What do I mean? Well, on a very basic level, the site clearly values design in a way that few of its competitors do. But that's just surface appearance: really the link I see is that much of Facebook's value lies in what it isn't - it's not MySpace. It's easy to see a sort of Microsoft v Apple situation by comparing the messy-but-corporate behemoth that is MySpace versus the "independent", smoothness of Facebook.
On the other hand, it's tempting to think that opening up the site to third parties means that Zuckerberg is actually using the Microsoft model - build an ecosystem of partners reliant on your system in order to create a large community with a vested interest in its success. But I think the Apple corollary works better, because for all the excitement about F8, Facebook's new approach isn't about pushing information out, it's about bringing it in. It doesn't create a solar system of planets which rely on each other to keep in orbit, but scoops everything up and dumps it onto a closed system; Facebook becomes my homepage, into which everything else feeds.
What's the next step for Facebook? To become the biggest social network on the web? To steal MySpace's market away from it?
If that's the case, then I wonder if there isn't something that Zuckerberg can learn from the successes and failures of Steve Jobs. Apple focuses its energies on users who are prepared to pay extra for the Apple brand; as a result it's never going to be #1, and is actually pretty happy and successful in that role, even if some users wish everyone would switch from Windows. Right now Facebook's owners look like they dream of becoming the dominant platform on the web... but it's a tough business. Social networking is increasingly becoming commoditised: for the vast majority of users, it's becoming a utility. Trying to make it the start page of choice is a big ideal, but you can't be everything to everybody.

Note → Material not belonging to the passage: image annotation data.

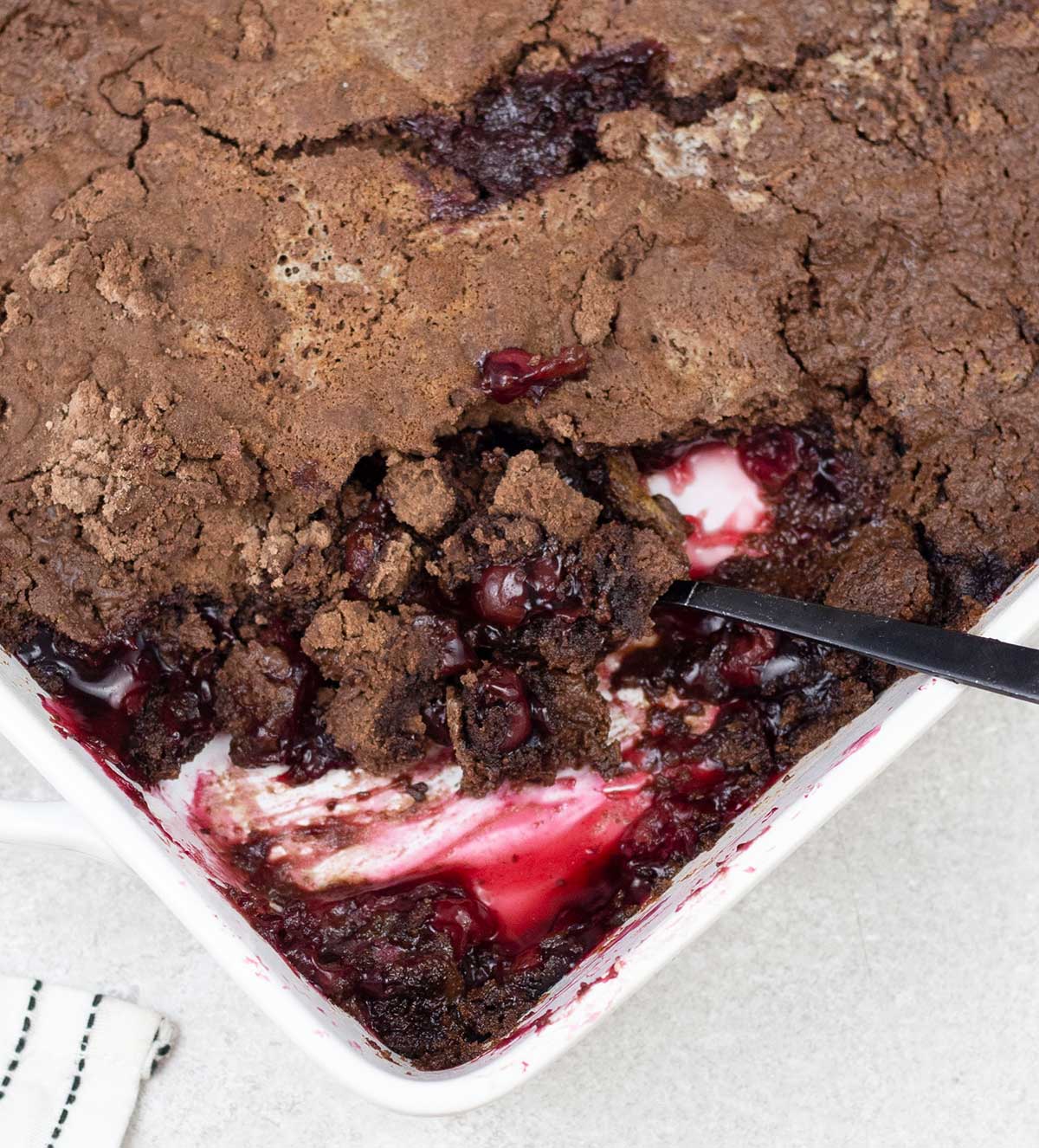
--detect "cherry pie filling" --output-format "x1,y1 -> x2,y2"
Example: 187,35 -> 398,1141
18,422 -> 877,1067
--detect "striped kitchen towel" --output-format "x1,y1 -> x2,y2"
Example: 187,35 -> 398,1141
0,976 -> 173,1148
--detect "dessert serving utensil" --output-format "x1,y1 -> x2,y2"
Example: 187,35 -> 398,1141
660,582 -> 1039,701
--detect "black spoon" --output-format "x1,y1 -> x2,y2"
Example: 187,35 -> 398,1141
660,582 -> 1039,701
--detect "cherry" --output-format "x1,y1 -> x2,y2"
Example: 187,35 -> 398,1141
411,614 -> 476,677
721,627 -> 776,689
478,666 -> 534,753
736,427 -> 806,493
479,346 -> 589,404
473,566 -> 531,629
342,500 -> 390,589
430,897 -> 497,961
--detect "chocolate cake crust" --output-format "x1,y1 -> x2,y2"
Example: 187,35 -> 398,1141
0,0 -> 1039,1067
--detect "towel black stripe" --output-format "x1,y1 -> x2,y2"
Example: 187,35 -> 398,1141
0,980 -> 43,1100
47,993 -> 105,1148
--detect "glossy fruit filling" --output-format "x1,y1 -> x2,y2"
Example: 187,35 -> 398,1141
20,429 -> 868,1067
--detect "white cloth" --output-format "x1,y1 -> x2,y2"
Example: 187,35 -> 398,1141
0,976 -> 173,1148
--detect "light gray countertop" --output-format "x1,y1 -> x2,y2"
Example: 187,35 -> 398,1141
0,694 -> 1039,1148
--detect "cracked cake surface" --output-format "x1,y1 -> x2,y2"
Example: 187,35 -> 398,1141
0,0 -> 1039,1067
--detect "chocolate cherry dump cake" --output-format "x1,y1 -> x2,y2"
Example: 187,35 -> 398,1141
0,0 -> 1039,1067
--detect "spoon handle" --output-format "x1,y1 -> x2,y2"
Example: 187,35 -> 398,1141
660,582 -> 1039,701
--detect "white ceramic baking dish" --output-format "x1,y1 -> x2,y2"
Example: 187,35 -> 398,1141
0,567 -> 1039,1115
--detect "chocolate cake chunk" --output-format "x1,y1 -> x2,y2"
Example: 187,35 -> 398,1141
0,0 -> 1039,1067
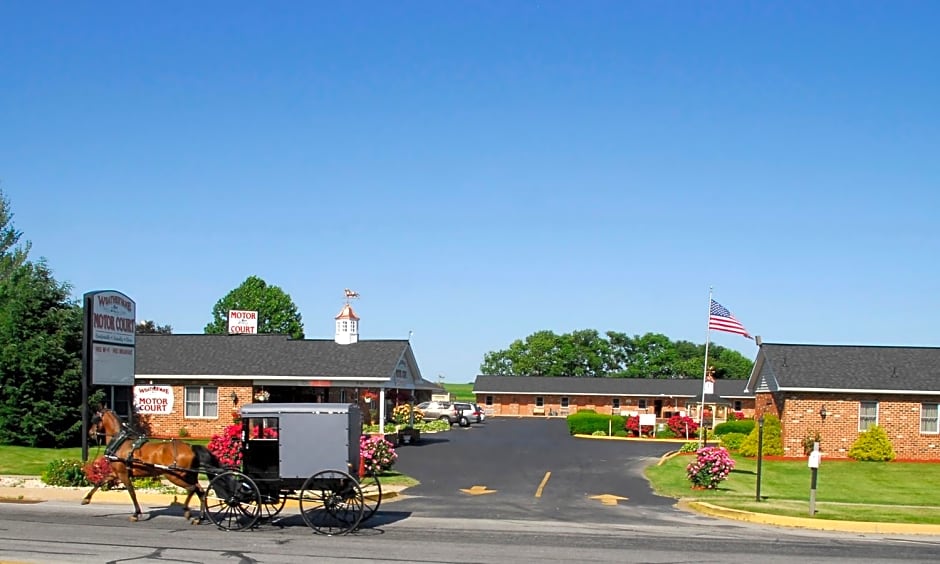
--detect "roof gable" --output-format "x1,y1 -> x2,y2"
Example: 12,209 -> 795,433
135,335 -> 408,379
748,343 -> 940,393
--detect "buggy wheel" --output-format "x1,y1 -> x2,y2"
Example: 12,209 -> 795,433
252,494 -> 287,521
359,473 -> 382,524
300,470 -> 363,535
205,470 -> 261,531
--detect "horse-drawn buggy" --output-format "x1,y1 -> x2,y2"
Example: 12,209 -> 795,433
83,403 -> 382,535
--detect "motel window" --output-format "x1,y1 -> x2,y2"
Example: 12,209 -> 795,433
858,401 -> 878,431
920,403 -> 940,435
186,386 -> 219,417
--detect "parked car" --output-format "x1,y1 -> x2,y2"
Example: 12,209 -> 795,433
415,401 -> 469,425
454,402 -> 483,427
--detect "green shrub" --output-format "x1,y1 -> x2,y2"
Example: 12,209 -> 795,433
738,415 -> 783,456
40,458 -> 91,487
721,433 -> 747,452
849,425 -> 894,462
567,409 -> 625,435
712,419 -> 757,435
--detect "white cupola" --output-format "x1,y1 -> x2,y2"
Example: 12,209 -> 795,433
333,304 -> 359,345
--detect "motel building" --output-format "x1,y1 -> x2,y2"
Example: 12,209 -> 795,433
123,302 -> 443,438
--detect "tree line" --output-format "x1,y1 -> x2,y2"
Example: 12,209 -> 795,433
480,329 -> 753,379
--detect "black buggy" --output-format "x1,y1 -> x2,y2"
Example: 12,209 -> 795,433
205,403 -> 382,535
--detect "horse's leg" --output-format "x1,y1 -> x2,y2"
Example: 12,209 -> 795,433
82,484 -> 101,505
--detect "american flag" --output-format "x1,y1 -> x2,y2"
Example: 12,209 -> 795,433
708,300 -> 752,339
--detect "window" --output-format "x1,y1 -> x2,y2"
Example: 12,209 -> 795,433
186,386 -> 219,417
858,401 -> 878,431
920,403 -> 940,435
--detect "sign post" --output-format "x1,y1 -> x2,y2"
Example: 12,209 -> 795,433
807,442 -> 822,517
82,290 -> 137,461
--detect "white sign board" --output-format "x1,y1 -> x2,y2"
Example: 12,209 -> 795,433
228,309 -> 258,335
91,292 -> 137,347
91,343 -> 134,386
134,386 -> 173,415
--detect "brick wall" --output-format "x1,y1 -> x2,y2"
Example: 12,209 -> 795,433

So Facebook is gaining traction with older users, those of college age and beyond (certainly a lot of the growth I've seen in the past few months is in the 30+ bracket). But will it start to look to the next generation of users too? Will they try and get the teenagers inside the site before they become too attached to rivals?
Well, if Zuckerberg knows that part of Facebook's appeal is that it isn't MySpace, then he should also remember that part of the appeal of MySpace for teenagers is precisely because it isn't Facebook. The users don't much care that the site is owned by Rupert Murdoch; it is just part of their evolution on the web. MySpace is about teenage rebellion; ugliness and defiantly folded arms. Facebook is much more popular among those of college age and older - it's more grown up, and looking at it isn't like pouring acid into your eyeballs.
However it's always tempting to chase younger people, since they are the ones with more spare time to put into pushing up clicks and traffic. That's great news for advertisers, but is actually less valuable than it seems. Facebook might overtake MySpace, but I don't see much point in it trying to commandeer the teenage market because it should chase value, not eyeballs.
Being good doesn't always make you the biggest kid in school, but that doesn't mean you can't be successful all the same.